Un lejano día, fue trasladado y marchó de Estepa dejando aquí su feligresía y su obra. Y junto con la clase obrera, atrás quedaron también el cariño y la amistad de muchas personas, y un recuerdo difícil de olvidar junto a sus enseñanzas, un camino espiritual que seguir, y el esfuerzo y trabajo de años de labor eclesiástica en Estepa, que serán difícilmente borrados de la memoria de esta ciudad.

Tras marchar de Estepa, uno de sus destinos fue la barriada jerezana “Caulina”, donde sus vecinos vivían en precarias condiciones. Allí, su gran inquietud social de auxiliar a quienes más lo necesitaban, le hizo comprometerse en el trabajo y la lucha para erradicar el chabolismo, y lograr que se les construyera a las familias unas casitas más dignas.

Años después, ya enfermo y viviendo en una residencia de ancianos de las Hermanitas de los Pobres en Jerez, recibió una emotiva visita de “sus obreros y amigos estepeños” a los que acogió con gran cariño y nostalgia. Con ellos y para ellos, celebró una misa en la intimidad sentado en una silla de ruedas, pues ya le habían sido amputadas las dos piernas.

Murió, como quiso vivir: pobre.

Fue inhumado en el Cementerio Municipal de Jerez de la Frontera, en unos nichos propiedad de la Hermandad jerezana de San Pedro, compuesta por sacerdotes. Allí permaneció reposando muchos años, hasta que sus restos fueron exhumados junto a los de otros ocho sacerdotes jerezanos, y trasladados a la Catedral de la Diócesis de Asidonia-Jerez.

Las nueve cajitas de madera con sus restos mortales, fueron recibidas en dicho templo por el obispo monseñor José Mazuelos Pérez, que celebró un funeral Pontifical con motivo de la celebración del año sacerdotal. En su homilía, Monseñor Mazuelos dijo de ellos: “Fueron pinceles de Dios que pintaron la realidad de la Diócesis de Jerez”.
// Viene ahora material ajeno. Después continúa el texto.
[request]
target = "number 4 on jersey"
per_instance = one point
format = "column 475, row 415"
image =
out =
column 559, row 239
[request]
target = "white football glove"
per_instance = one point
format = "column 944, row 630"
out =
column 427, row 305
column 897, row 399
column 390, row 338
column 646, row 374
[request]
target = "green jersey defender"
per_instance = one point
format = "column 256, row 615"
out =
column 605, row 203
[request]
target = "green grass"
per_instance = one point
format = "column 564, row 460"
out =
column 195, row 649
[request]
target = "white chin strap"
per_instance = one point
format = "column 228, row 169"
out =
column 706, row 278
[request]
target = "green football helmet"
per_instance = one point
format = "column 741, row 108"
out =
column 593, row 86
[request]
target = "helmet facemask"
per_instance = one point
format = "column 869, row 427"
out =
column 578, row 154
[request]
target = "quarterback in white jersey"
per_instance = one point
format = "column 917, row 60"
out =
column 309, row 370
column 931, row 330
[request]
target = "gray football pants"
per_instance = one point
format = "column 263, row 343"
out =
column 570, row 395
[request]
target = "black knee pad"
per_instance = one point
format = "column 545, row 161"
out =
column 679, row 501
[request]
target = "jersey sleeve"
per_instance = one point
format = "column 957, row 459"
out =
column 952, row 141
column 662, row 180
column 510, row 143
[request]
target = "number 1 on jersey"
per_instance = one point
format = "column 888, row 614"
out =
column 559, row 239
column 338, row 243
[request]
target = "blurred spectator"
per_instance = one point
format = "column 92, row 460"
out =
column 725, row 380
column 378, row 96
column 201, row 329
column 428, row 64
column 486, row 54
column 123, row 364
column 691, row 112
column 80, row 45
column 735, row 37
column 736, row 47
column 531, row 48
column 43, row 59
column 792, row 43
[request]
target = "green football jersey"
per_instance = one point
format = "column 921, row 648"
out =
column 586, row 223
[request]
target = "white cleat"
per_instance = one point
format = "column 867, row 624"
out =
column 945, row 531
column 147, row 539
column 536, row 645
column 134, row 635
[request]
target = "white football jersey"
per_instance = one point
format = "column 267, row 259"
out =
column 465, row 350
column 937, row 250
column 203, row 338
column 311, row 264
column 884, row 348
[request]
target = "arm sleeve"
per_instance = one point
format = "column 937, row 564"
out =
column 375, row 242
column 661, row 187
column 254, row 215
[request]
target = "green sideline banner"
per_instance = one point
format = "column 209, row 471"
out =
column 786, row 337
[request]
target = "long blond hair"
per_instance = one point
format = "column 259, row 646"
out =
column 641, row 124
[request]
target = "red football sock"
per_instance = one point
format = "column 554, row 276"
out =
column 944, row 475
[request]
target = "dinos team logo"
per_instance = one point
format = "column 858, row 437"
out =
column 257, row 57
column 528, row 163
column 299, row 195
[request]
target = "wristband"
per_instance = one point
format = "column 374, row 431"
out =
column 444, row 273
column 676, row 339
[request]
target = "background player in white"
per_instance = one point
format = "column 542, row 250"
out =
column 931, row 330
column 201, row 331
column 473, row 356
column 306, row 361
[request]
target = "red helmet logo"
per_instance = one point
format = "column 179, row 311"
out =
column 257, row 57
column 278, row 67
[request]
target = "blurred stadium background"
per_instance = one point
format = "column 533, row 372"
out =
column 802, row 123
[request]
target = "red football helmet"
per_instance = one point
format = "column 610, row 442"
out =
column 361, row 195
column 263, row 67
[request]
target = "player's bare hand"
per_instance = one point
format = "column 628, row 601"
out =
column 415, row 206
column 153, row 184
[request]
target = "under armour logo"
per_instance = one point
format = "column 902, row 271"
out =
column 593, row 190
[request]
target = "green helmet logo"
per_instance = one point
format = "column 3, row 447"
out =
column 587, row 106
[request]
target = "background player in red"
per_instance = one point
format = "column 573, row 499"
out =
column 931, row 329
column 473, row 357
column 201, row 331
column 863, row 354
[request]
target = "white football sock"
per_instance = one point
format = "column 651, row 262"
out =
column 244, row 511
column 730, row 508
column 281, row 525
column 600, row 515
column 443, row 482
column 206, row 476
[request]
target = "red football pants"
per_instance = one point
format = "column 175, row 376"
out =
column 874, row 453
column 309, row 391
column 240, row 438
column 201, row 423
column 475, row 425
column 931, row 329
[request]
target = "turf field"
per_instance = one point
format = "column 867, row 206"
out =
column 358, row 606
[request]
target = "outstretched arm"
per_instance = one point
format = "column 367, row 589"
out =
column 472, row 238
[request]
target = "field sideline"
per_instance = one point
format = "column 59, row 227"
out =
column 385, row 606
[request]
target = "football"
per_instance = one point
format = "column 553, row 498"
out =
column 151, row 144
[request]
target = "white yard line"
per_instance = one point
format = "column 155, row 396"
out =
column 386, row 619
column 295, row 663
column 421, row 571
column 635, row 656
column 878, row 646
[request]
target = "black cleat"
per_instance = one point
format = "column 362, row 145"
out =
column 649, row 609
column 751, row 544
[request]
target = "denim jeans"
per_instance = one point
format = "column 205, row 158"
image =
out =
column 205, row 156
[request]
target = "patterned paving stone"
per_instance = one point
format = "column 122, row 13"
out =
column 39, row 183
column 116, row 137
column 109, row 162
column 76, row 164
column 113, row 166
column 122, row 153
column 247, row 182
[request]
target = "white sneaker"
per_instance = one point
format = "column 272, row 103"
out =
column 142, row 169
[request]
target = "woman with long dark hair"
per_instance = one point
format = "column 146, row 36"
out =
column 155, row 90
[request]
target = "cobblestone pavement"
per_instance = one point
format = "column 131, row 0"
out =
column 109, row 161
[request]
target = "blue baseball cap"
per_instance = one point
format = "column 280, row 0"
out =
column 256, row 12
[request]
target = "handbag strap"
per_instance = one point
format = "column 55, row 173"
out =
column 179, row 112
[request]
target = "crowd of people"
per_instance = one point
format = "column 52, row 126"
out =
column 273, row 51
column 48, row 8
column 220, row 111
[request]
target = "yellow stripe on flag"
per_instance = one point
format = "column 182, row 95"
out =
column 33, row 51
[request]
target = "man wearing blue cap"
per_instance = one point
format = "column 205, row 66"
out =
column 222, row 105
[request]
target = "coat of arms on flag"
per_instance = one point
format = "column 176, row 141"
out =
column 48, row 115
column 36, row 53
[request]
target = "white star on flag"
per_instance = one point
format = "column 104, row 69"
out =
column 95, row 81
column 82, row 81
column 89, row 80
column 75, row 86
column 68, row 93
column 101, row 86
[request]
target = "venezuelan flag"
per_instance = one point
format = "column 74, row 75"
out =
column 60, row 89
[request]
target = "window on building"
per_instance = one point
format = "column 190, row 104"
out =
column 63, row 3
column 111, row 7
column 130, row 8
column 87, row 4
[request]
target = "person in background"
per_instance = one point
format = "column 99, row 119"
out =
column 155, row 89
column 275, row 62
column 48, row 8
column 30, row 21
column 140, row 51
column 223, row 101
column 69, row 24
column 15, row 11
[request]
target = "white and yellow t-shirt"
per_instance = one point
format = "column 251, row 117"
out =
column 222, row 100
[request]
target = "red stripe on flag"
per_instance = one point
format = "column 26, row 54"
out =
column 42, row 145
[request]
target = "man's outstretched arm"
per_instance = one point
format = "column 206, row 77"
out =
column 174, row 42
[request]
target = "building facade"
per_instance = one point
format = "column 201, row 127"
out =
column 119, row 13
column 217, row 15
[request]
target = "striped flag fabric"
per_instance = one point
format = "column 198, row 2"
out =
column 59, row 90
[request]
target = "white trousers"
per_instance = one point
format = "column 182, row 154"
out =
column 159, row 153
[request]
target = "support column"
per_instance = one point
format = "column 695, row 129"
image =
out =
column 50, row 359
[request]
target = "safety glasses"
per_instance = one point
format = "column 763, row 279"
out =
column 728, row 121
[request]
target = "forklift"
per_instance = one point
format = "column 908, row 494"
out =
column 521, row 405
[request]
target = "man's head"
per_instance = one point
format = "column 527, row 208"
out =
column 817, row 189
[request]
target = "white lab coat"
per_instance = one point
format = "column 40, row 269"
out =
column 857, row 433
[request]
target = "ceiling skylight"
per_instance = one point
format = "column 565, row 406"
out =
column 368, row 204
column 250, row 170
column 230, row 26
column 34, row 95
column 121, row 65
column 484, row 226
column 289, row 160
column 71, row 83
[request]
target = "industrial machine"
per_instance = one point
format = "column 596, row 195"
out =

Desde las once de la mañana del lunes treinta de noviembre del año 2009, los restos mortales de aquél hombre bueno que vivió una vida de sacrificio y austeridad, esfuerzo, caridad, sencillez y amor a todos sus feligreses, especialmente, a los obreros y pobres de Estepa, descansan para siempre en la cripta central del gran templo catedralicio de Jerez de la Frontera, con todo merecimiento y dignidad, en consonancia con el espíritu tan grande que alentó su vida mientras estuvo entre nosotros1 .

Reconocimiento, honor y descanso en paz, para él.

Antonio Rodríguez Crujera

1 Agradecimientos: a D. Carlos Ros Carballar, a Sor Victoria Lassaletta, y a Dª Isabel González Ferrín, Jefa Área de Archivos de la Catedral y del Arzobispado de Sevilla.